Арнольд Альшванг - Бетховен
Д-р Мараж отмечает, что люди с больным лабиринтом часто слышат восхитительную музыку, не удерживаемую памятью. Внутренняя экзальтация, свойственная Бетховену в часы творчества, подтверждает, по мнению Ромэн Роллана, лабиринтное происхождение его болезни[74].
Нет сомнения, что композитор особенно остро переживал свой недуг именно в первые годы. Высшая степень его отчаяния выражена в знаменитом «Гейлигенштадтском завещании», найденном среди сокровенных документов после смерти композитора.
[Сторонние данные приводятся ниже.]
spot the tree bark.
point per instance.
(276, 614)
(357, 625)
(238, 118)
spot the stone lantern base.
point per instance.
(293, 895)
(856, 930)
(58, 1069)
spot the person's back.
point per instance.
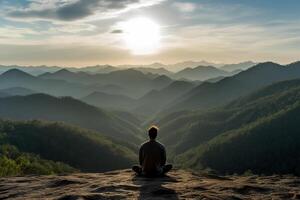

Оно было написано в октябре 1802 года, в просторном крестьянском доме селенья Гейлигенштадт, недалеко от Вены, где, по предписанию своего нового врача — профессора Шмидта, Бетховен провел полгода (с весны до осени 1802 г.) в полном уединении. Его окружали леса и поля, вблизи протекал Дунай, а на горизонте виднелась голубоватая полоска Карпатских гор. Среди благодатной тишины он напряженно создавал одно из наиболее жизнерадостных своих произведений — Вторую симфонию. Но, закончив ее, композитор впал в глубокую меланхолию. Несколько месяцев уединенной жизни в общении с природой нисколько не улучшили его слуха. Воображению Бетховена рисовались мрачные картины будущего. Результатом угнетенного состояния его и явилось знаменитое письмо к братьям, впоследствии названное «Гейлигенштадтским завещанием». Вот оно:
«Моим братьям Карлу и …[75] прочесть и исполнить после моей смерти.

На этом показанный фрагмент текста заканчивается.